Helping Cancer Genetic Testing Go Mainstream

Community-level hospitals could help specialist centers cope with the increased volume of ovarian cancer patients seeking genetic counselling and testing.

AsianScientist (Nov. 30, 2017) – In a study published in the Annals of Oncology, clinicians in Malaysia highlighted that ovarian cancer patients were satisfied with genetic testing and counselling by a trained non-genetic clinician at community hospitals. This suggests that genetic counselling need not be performed exclusively by specialist centers.

One in nine ovarian cancer patients carries the BRCA1 or BRCA2 (breast cancer gene 1 or 2) mutation and four in ten carriers do not have a family history of breast or ovarian cancer.
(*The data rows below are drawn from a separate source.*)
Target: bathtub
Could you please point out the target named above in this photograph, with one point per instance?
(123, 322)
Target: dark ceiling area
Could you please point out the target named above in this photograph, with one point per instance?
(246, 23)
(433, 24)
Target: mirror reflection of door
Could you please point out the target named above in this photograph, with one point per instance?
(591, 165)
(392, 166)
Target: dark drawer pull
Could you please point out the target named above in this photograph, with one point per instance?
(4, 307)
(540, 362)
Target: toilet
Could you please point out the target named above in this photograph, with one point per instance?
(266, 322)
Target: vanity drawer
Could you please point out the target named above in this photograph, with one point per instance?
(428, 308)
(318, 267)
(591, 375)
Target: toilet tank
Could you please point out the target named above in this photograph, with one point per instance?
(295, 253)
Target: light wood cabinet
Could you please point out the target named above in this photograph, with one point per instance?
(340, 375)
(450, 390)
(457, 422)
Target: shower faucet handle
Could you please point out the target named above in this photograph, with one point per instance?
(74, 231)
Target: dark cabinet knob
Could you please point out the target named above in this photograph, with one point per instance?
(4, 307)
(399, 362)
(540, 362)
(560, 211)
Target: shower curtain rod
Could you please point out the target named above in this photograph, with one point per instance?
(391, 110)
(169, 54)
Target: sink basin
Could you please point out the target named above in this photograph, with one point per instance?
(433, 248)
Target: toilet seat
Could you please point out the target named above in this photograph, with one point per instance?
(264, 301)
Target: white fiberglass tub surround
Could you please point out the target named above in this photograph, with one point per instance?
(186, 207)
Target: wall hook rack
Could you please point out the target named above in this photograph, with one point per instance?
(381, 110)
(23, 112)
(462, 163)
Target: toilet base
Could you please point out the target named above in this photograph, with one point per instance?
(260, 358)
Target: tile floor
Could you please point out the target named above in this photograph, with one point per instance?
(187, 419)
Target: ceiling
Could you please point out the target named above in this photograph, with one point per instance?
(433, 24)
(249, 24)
Knowing one’s BRCA status may indicate how one may respond to certain therapies or the level of risk to develop certain cancers.

The Mainstreaming Genetic Counselling for Genetic Testing of BRCA1 and BRCA2 in Ovarian Cancer Patients in Malaysia (MaGiC) study was thus designed to assess the prevalence of germline BRCA1 and BRCA2 mutations among ovarian cancer patients. The data will also be used to determine the feasibility of mainstreaming genetic testing and counselling at local hospitals, as well as examine the psychosocial impact of genetic testing in Malaysia.

Under the MaGiC study, 800 ovarian cancer patients are to be recruited over a two-year period beginning in 2015. Basic genetic counselling workshops have been held for 70 non-genetic clinicians from 29 hospitals across Malaysia.

According to the study protocol, patients are allocated to two groups: counselling by a trained non-genetic clinician in their local hospital or counselling by a genetic counsellor or clinical at specialized centers in Kuala Lumpur. All blood samples are analyzed for BRCA mutations by Cancer Research Malaysia. After both pre- and post-test counselling, they are interviewed by a researcher over the telephone to assess the feasibility and the psychosocial impact of the experience.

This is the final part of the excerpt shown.